MY ROOM MATE
Chapter One: The Unwanted Silence
The first night I moved into the new apartment, I told myself the silence was a blessing. After months of loud hallways, slamming doors, and neighbors who argued until dawn, the quiet felt almost supernatural in its perfection.
But silence has weight. And as I sat on my bed staring at the empty half of the room, I felt that weight pressing against me, thick and unnatural, as though the air itself were waiting for something to happen.
I hadn’t met my roommate yet. The landlord had only said, “He’s a quiet one. Keeps to himself. You’ll like him.”
No name, no details, just that vague reassurance.
The bed across from mine was neatly made — too neatly. The blanket was tucked in with military precision, and the pillow sat centered as if no one had ever dared to lay their head on it. Above the bed, the wall was bare except for a single nail that hung crookedly, as if it had once carried something heavy but now held only memory.

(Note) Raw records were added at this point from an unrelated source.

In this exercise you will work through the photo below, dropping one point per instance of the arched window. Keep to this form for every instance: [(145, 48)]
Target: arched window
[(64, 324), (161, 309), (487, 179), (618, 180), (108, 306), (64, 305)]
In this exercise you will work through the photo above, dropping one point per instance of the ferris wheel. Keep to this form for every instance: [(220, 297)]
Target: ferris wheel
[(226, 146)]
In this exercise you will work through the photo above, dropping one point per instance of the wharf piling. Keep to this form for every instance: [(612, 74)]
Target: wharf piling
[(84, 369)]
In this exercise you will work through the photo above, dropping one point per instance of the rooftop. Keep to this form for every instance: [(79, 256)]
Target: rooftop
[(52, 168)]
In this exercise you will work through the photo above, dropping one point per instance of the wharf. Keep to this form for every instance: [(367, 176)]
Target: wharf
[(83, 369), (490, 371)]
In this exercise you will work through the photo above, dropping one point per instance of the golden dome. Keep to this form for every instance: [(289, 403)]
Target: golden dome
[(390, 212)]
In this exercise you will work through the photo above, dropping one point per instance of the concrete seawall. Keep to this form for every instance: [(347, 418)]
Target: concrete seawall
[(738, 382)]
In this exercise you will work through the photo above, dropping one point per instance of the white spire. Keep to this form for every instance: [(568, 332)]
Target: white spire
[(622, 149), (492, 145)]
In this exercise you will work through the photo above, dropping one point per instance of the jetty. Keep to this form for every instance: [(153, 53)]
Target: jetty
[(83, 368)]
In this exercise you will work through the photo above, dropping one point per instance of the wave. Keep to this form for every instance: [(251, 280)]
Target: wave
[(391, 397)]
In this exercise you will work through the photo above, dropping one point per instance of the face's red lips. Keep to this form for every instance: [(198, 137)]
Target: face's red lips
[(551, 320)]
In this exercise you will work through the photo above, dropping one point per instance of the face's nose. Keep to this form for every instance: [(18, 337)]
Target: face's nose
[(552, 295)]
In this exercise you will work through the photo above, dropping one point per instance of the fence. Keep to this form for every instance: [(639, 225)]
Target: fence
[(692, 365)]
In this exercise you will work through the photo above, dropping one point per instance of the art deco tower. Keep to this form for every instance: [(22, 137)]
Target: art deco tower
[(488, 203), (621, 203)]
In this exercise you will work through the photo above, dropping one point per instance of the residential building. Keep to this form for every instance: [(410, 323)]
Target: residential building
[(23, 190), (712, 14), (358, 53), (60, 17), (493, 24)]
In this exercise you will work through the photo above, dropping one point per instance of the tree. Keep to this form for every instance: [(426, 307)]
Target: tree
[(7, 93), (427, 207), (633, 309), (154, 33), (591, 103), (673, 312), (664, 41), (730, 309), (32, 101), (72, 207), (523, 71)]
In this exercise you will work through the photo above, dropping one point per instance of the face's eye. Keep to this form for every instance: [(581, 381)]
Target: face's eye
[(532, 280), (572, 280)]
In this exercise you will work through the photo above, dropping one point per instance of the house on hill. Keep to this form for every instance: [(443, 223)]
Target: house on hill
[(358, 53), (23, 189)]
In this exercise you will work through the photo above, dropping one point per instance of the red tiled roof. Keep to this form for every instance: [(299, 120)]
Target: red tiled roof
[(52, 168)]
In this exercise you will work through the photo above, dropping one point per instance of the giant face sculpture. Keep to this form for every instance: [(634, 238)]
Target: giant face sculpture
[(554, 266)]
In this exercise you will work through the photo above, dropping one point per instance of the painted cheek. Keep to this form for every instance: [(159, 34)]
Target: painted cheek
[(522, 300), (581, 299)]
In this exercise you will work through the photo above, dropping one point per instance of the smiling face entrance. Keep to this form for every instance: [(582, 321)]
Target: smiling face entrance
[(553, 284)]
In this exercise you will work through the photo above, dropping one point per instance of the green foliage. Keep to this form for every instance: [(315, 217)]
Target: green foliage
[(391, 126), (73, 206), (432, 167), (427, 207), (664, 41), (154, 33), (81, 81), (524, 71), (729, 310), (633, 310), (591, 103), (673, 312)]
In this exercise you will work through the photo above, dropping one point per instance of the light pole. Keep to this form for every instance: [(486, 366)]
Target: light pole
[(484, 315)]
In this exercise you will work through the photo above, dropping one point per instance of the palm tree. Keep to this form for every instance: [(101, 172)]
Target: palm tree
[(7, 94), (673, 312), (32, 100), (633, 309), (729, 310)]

I unpacked slowly, my ears straining. Every creak of the building made me stiffen. My window overlooked the street, but the blinds rattled even when there was no breeze. I kept telling myself that new places always felt strange at first.
By midnight, I lay in bed with the lights off, trying to sleep. That was when I heard it.
A whisper.
Not loud enough to catch words, not soft enough to dismiss as imagination. It came from the other bed. The empty bed.
I froze, clutching my blanket. My breath quickened, but I forced myself to listen. The whispering went on for a full minute, like someone speaking in a language I didn’t know, then it stopped. The silence that followed was even heavier, pressing against my chest.
I dared to turn on my phone’s flashlight and aimed it across the room. The bed was still empty. Perfectly made.
I swallowed hard and laughed nervously at myself. “Great start,” I muttered. “Scaring myself on day one.”
But when I set the phone down, I noticed something I hadn’t before.
On the desk beside my roommate’s bed sat a notebook. I could have sworn it wasn’t there when I moved in. Its cover was old, cracked, the color of dried blood. And on its surface, written in faint white chalk, was a single word:
“MINE.”
The whisper came again. This time closer.